TYt la abuela surgía tras un macizo de pilistras con un cuenco de gazpacho, con un zumo de limones, con un tazón de leche fría y un plato de roscas fritas... Casas extremeñas de fachada sobria y fondo interminable: dos balcones, una verja, el zaguán, la salita para mirar pasar la gente y después, el pasillo largo y abovedado, las alcobas, las cocinas, los corrales, el tinao, la terraza, el piso de arriba, el patio y las pilistras: hojas alargadas, verdes, brillantes como lanzas vegetales para pelear contra el calor. La pilistra es el toldo de antes, la sombrilla de cuando no había sombrillas, la señal del microclima cuando nadie llamaba así a un rincón fresco en los territorios del sofoco. Las pilistras crecían en los arriates del patio, a la vera del pozo, en la esquina de la sombra. Había pilistras en los largos corredores oscuros y en la penumbra de los salones. Y allí, entre aquella exuberancia reluciente y pinche de moza bien plantada, siempre la abuela con sus obsequios de verano: una raja colorada de sandía, una gaseosa con bolindre, un pay-pay de Nitrato de Chile.

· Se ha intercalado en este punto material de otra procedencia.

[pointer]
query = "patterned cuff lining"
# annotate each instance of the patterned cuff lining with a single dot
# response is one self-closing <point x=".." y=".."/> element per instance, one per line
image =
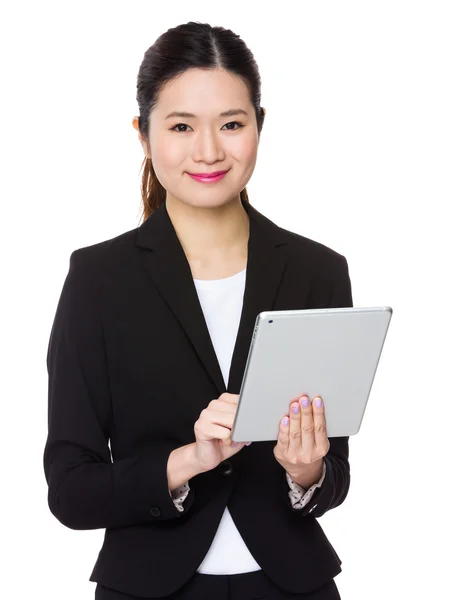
<point x="298" y="495"/>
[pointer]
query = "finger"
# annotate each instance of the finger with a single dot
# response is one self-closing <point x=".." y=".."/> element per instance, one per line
<point x="230" y="398"/>
<point x="281" y="447"/>
<point x="319" y="419"/>
<point x="295" y="443"/>
<point x="307" y="427"/>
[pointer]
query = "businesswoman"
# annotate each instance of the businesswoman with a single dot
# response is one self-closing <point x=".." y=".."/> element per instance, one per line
<point x="148" y="348"/>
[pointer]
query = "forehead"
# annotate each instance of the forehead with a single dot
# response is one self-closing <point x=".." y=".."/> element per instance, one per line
<point x="203" y="93"/>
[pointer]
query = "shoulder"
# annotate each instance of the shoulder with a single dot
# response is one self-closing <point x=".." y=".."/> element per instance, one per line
<point x="102" y="259"/>
<point x="320" y="260"/>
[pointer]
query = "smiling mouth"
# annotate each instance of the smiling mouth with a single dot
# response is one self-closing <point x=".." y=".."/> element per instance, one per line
<point x="207" y="175"/>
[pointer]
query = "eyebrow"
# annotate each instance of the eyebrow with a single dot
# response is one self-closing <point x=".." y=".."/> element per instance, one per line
<point x="228" y="113"/>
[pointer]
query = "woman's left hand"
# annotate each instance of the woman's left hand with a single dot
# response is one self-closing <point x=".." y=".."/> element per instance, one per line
<point x="302" y="444"/>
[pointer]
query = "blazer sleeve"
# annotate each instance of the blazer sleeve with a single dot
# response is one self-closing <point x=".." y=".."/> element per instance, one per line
<point x="86" y="489"/>
<point x="335" y="486"/>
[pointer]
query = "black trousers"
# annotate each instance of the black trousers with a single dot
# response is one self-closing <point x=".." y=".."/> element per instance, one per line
<point x="241" y="586"/>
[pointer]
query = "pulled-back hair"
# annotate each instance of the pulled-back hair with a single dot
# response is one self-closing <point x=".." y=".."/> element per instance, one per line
<point x="191" y="45"/>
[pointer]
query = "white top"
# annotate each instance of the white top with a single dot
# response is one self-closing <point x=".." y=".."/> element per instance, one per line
<point x="221" y="301"/>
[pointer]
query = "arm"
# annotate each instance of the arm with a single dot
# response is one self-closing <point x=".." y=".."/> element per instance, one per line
<point x="335" y="486"/>
<point x="86" y="490"/>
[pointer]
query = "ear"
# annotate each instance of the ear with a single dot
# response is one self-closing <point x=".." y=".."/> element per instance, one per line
<point x="143" y="142"/>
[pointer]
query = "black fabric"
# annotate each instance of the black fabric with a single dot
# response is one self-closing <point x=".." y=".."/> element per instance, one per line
<point x="131" y="364"/>
<point x="242" y="586"/>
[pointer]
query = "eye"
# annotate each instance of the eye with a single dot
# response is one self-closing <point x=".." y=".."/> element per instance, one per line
<point x="230" y="123"/>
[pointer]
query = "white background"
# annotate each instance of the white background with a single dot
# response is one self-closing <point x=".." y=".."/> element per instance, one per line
<point x="356" y="152"/>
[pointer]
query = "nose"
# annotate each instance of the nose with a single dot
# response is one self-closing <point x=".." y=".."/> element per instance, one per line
<point x="207" y="147"/>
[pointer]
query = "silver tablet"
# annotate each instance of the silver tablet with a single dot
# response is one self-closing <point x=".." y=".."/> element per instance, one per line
<point x="333" y="352"/>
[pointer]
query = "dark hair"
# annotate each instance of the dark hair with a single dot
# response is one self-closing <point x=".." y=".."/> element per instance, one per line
<point x="191" y="45"/>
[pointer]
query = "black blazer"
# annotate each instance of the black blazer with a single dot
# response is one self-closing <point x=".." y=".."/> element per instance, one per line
<point x="130" y="360"/>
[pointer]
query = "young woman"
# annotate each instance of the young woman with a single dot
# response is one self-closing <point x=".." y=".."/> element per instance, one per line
<point x="148" y="349"/>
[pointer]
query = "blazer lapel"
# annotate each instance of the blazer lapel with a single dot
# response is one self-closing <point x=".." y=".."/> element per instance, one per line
<point x="166" y="264"/>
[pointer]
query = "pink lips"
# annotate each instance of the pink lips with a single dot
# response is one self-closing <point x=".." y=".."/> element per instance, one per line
<point x="208" y="177"/>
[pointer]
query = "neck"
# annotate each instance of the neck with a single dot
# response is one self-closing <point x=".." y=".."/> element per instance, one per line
<point x="214" y="232"/>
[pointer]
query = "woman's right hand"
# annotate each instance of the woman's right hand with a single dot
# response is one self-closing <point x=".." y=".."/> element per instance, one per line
<point x="213" y="432"/>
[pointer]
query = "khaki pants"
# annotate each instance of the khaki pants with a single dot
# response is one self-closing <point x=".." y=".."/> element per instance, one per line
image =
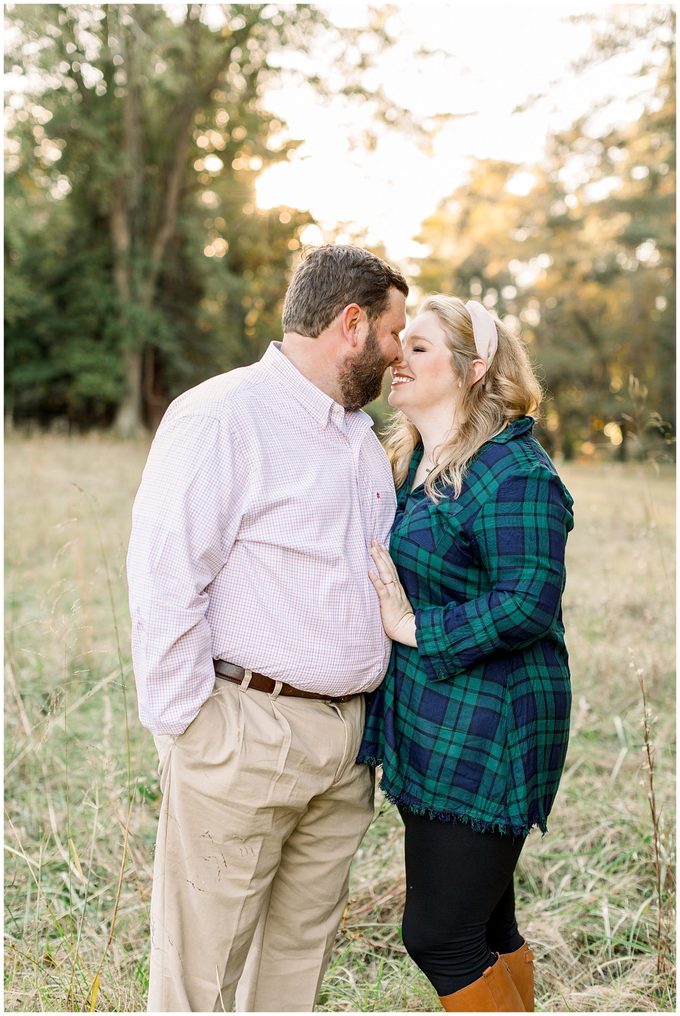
<point x="263" y="808"/>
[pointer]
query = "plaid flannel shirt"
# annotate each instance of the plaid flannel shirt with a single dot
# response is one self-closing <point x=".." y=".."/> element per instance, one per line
<point x="473" y="723"/>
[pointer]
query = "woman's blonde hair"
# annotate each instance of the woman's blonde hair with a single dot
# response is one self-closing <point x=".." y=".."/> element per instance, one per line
<point x="507" y="391"/>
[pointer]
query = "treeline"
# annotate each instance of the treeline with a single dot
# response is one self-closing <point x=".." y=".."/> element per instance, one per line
<point x="137" y="261"/>
<point x="579" y="251"/>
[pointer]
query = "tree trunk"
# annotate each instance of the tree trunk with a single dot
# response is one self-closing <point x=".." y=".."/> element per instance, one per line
<point x="129" y="418"/>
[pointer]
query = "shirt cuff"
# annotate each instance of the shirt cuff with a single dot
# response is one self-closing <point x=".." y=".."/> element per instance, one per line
<point x="434" y="645"/>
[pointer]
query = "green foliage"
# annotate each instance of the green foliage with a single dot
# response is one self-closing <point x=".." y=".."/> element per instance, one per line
<point x="134" y="146"/>
<point x="583" y="262"/>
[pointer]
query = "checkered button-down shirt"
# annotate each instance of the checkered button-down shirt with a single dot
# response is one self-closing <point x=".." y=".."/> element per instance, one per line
<point x="472" y="724"/>
<point x="250" y="538"/>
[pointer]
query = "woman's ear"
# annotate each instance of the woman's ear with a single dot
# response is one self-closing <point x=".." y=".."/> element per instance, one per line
<point x="478" y="371"/>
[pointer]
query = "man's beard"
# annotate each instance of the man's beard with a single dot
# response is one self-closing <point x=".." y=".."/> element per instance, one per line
<point x="360" y="378"/>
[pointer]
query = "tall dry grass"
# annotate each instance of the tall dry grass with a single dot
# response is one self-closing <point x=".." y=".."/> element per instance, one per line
<point x="595" y="895"/>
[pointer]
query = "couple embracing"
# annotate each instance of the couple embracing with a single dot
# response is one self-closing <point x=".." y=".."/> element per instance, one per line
<point x="297" y="623"/>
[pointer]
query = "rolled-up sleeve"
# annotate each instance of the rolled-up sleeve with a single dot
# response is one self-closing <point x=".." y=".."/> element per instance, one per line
<point x="184" y="520"/>
<point x="520" y="536"/>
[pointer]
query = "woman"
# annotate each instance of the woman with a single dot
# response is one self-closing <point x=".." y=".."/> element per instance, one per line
<point x="471" y="723"/>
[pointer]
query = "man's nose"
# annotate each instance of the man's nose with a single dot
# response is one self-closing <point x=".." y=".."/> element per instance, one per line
<point x="398" y="357"/>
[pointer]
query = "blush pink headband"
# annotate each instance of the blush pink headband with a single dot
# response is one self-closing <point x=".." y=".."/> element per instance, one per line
<point x="484" y="330"/>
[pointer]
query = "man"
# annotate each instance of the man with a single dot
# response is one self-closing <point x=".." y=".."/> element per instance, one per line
<point x="255" y="633"/>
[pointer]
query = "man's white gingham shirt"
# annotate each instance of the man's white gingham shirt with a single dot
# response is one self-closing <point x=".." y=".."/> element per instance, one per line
<point x="250" y="538"/>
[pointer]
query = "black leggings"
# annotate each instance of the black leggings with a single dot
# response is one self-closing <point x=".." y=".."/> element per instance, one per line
<point x="459" y="906"/>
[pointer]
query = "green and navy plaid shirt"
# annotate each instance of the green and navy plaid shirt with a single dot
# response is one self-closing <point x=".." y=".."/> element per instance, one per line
<point x="472" y="725"/>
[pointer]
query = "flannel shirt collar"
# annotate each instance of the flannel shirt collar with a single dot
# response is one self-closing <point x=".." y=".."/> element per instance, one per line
<point x="319" y="405"/>
<point x="513" y="430"/>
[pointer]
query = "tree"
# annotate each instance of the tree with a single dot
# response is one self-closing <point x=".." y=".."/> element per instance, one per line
<point x="582" y="256"/>
<point x="136" y="140"/>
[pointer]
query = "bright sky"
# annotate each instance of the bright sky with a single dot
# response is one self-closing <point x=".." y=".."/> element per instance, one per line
<point x="492" y="57"/>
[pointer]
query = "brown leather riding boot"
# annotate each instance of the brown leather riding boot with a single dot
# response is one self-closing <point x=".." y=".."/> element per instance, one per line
<point x="520" y="963"/>
<point x="494" y="992"/>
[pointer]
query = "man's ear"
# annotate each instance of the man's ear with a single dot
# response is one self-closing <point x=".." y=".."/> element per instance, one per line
<point x="351" y="318"/>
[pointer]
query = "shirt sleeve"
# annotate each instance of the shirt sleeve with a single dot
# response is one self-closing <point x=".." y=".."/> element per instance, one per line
<point x="520" y="534"/>
<point x="185" y="518"/>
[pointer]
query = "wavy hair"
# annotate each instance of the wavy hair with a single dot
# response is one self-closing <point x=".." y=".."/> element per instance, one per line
<point x="507" y="391"/>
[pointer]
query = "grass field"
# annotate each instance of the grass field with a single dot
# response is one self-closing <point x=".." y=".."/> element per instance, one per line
<point x="596" y="894"/>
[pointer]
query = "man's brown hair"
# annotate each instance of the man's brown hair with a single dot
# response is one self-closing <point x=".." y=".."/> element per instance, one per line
<point x="331" y="276"/>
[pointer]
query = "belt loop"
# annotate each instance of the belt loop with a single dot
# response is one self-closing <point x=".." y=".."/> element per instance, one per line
<point x="276" y="690"/>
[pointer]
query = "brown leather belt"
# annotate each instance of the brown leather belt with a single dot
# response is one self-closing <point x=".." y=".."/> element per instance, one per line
<point x="230" y="672"/>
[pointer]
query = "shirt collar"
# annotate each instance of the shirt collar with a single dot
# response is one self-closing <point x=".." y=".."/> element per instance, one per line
<point x="513" y="430"/>
<point x="319" y="405"/>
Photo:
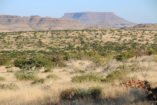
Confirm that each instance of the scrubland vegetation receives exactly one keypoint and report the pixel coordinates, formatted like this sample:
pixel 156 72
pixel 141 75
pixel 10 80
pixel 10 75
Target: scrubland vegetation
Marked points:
pixel 79 67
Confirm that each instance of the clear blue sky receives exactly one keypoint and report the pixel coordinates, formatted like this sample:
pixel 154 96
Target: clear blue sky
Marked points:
pixel 139 11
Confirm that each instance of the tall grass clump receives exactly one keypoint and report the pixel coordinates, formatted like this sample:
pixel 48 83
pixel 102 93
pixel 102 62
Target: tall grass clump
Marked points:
pixel 80 93
pixel 26 75
pixel 116 75
pixel 87 78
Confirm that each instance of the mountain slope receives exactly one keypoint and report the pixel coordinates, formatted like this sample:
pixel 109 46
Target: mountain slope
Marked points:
pixel 98 19
pixel 146 26
pixel 17 23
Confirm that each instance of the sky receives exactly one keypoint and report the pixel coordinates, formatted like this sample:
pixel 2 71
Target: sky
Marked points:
pixel 137 11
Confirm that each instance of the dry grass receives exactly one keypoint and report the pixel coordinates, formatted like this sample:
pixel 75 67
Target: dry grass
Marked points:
pixel 49 91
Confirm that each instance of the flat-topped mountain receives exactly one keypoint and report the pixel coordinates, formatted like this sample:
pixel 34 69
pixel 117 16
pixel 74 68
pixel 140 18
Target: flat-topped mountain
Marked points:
pixel 146 26
pixel 98 19
pixel 17 23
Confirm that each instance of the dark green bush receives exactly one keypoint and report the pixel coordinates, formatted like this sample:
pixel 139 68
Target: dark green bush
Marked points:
pixel 37 61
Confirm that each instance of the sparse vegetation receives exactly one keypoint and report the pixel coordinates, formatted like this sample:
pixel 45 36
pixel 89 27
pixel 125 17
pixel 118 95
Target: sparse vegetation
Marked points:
pixel 2 78
pixel 116 75
pixel 87 78
pixel 10 86
pixel 75 61
pixel 73 94
pixel 26 75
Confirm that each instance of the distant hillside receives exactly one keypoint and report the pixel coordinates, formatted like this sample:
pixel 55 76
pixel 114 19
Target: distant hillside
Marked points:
pixel 146 26
pixel 17 23
pixel 98 19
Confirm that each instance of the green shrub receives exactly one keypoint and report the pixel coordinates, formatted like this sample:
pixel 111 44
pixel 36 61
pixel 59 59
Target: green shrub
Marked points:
pixel 116 75
pixel 59 60
pixel 37 61
pixel 26 75
pixel 52 76
pixel 150 52
pixel 4 60
pixel 155 58
pixel 10 86
pixel 87 78
pixel 73 94
pixel 125 55
pixel 2 78
pixel 38 81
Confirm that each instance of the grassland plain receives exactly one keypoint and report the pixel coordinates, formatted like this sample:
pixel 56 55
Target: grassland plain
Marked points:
pixel 66 67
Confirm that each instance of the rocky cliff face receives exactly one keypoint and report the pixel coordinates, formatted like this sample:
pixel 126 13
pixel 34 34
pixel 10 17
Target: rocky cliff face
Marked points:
pixel 98 19
pixel 17 23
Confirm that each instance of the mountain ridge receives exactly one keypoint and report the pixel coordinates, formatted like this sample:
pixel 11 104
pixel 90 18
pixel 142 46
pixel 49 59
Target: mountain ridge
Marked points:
pixel 108 19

Los patios extremeños son indicio suficiente para comprender a un pueblo. El exterior de la casa no promete nada. Entras, deambulas, indagas y hay un rumor de agua que anuncia, un vibrar de hojas que sugiere, un niño que canta, un gato escéptico... Te aventuras por el pasillo morisco y hay vaivén de luz tras la cortina de tiras que engaña a las moscas. La atmosfera te atrapa, y andas, y llegas al patio, y descubres un frescor de siglos y pilistras, una abuela que se mece, una tierra que vive dentro y no se vierte.